Consider trying to count ordered triples $(x,y,z)$ of integers where

• $0\le x< z$

• $0\le y< z$

• $1\le z\le n$

When $z=k$, there are $k$ choices for $x$ and $k$ choices for $y$, so the number of triples is indeed $\sum_{k=1}^nk^2$.

Alternatively, let us take all triples where $x<y$ and identify them with the subset $\{x,y,z\}$ of $\{0,1,2,\dots,n\}$. There are $\binom{n+1}3$ such subsets, each uniquely representing a triple where $x<y$.
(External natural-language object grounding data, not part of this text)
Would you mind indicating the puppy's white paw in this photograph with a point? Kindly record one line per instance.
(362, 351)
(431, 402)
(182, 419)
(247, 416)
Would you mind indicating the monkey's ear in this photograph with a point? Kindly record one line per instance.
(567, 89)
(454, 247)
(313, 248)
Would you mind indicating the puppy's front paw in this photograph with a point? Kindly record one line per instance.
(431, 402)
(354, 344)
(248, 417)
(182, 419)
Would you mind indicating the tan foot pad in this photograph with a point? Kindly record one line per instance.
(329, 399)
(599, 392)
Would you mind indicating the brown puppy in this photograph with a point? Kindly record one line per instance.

The only remaining triples are the ones where $x\ge y$. Associate each such triple $(x,y,z)$ to the subset $\{y,x+1,z+1\}$ of $\{0,1,2,\dots,n+1\}$. There are $\binom{n+2}3 $ such subsets, each again uniquely representing a triple where $x\ge y$. The triple corresponding to $\{a<b<c\}$ is $(b-1,a,c-1)$.

The following combinatorial proof is copied from my answer to this question.

Let $B_n$ denote the number of ways you can place two white bishops on an $n\times n$ chessboard so that they guard each other, i.e., they lie on a diagonal of the chess board. I will evaluate $B_n$ in two different ways.

I. There are $2n-1$ diagonals of positive slope, of lengths $1,2,\dots,n-1,n,n-1,\dots,2,1$, and the same goes for diagonals of negative slope. The number of ways to choose a diagonal and then place two bishops on that diagonal is $$B_n=2\left[\binom12+\cdots+\binom{n-1}2+\binom n2+\binom{n-1}2+\cdots+\binom12\right]=2\binom{n+1}3+2\binom n3.$$

II. A pair of bishops guard each other iff they are at opposite corners of a $k\times k$ square for some $k\ge2$. Since the number of $k\times k$ squares in an $n\times n$ chessboard is $(n-k+1)^2$, and each square has two pairs of opposite corners, we have $$B_n=2\left[(n-1)^2+\cdots+2^2+1^2\right].$$
Equating the two expressions for $B_n$ and dividing to $2$, we have $$1^2+2^2+\cdots+(n-1)^2=\binom n3+\binom{n+1}3$$ or, substituting $n+1$ for $n$, $$1^2+2^2+\cdots+n^2=\binom{n+1}3+\binom{n+2}3.$$